A presentation at the event by Schunk Regional Sales Manager Larry Bergren gave attention to another straightforward consideration relevant to collaborative robots. Namely, the gripper is not necessarily collaborative. A standard robot gripper does not offer the same responsiveness to contact that the robot itself does, he says.
Schunk has such a gripper under development and plans to introduce it soon, but the product is not ready for market yet. For now, he says, the company will offer a selection of grippers to complement collaborative robots. Grippers in this category can limit grip force, are covered in soft material and designed to limit sharp edges and pinch points, and feature a light indicating when the gripper is about to move. All of these features enable safe use near humans until the fully collaborative gripper comes.

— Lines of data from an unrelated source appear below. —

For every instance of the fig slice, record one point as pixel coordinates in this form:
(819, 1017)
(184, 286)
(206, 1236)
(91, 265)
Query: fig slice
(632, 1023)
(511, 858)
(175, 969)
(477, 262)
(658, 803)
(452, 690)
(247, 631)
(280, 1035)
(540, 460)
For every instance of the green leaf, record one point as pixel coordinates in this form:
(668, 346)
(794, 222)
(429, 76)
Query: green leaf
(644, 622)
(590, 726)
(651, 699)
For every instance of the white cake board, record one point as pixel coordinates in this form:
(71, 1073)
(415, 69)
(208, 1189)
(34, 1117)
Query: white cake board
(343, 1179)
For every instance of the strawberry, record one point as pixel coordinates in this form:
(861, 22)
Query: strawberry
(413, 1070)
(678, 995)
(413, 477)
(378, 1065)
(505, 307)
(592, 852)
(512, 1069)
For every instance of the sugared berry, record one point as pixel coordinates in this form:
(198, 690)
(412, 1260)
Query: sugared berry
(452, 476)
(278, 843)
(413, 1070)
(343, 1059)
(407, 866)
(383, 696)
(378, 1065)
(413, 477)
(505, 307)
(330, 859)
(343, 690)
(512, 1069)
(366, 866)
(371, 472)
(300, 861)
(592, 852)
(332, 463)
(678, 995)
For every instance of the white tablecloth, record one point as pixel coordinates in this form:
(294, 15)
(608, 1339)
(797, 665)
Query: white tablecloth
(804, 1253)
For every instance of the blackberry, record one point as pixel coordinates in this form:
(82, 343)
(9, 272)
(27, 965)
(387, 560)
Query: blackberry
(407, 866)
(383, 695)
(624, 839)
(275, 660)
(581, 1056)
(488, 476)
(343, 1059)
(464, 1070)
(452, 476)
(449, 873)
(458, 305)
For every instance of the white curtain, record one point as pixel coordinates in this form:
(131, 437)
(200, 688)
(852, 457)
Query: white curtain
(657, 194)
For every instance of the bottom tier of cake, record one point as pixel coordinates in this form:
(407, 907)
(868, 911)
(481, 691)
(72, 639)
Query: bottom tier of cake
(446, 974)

In a different presentation, Claude Dinsmoor, general manager for material handling segment robotics with FANUC America, described some of the background of collaborative robotics as well as his view of a possible future.
This type of robot became viable for widespread industrial application in part because of an ISO standard, he says. A standard related to the safe application of industrial robots was revised in 2012 to address power- and force-limited robots. Guidance added later addressed the maximum force that different parts of the human body could acceptably experience in a contact with a moving robot. Those parameters enabled the development and introduction of robots that could be assured of not causing injury in moving contact. The result is a robot operating under very different rules than conventional robots, he says, because the latter are almost always kept segregated from humans. To note the difference, FANUC departed from its trademark yellow color in order to make its collaborative robots green.
A factor he noted is the planning this robot might create the need for, specifically because of the breadth of interaction it might have with people. The robot itself is safe to operate near a person, but how many people in the organization will have access to it? In a wide-open cell, any employee walking through the shop might step close to the robot. The entire environment this robot figures into potentially has to be evaluated for safety with this possibility in mind.
Indeed, that consideration is partly why achieving unguarded safety through collaborative robots might ultimately prove to be simply an interim step, he says. Today, a robot limited in speed and payload presents the most effective option for using robots near people. But another option already in use involves applying sensors to allow regular robots to be “fenceless.” The robot controlled in this way will slow when a person comes near, and it will stop when a person comes very close. In the future, continued advances in sensing technology might lead to even more effective fenceless robots that are safely capable of fast and highly productive use near people.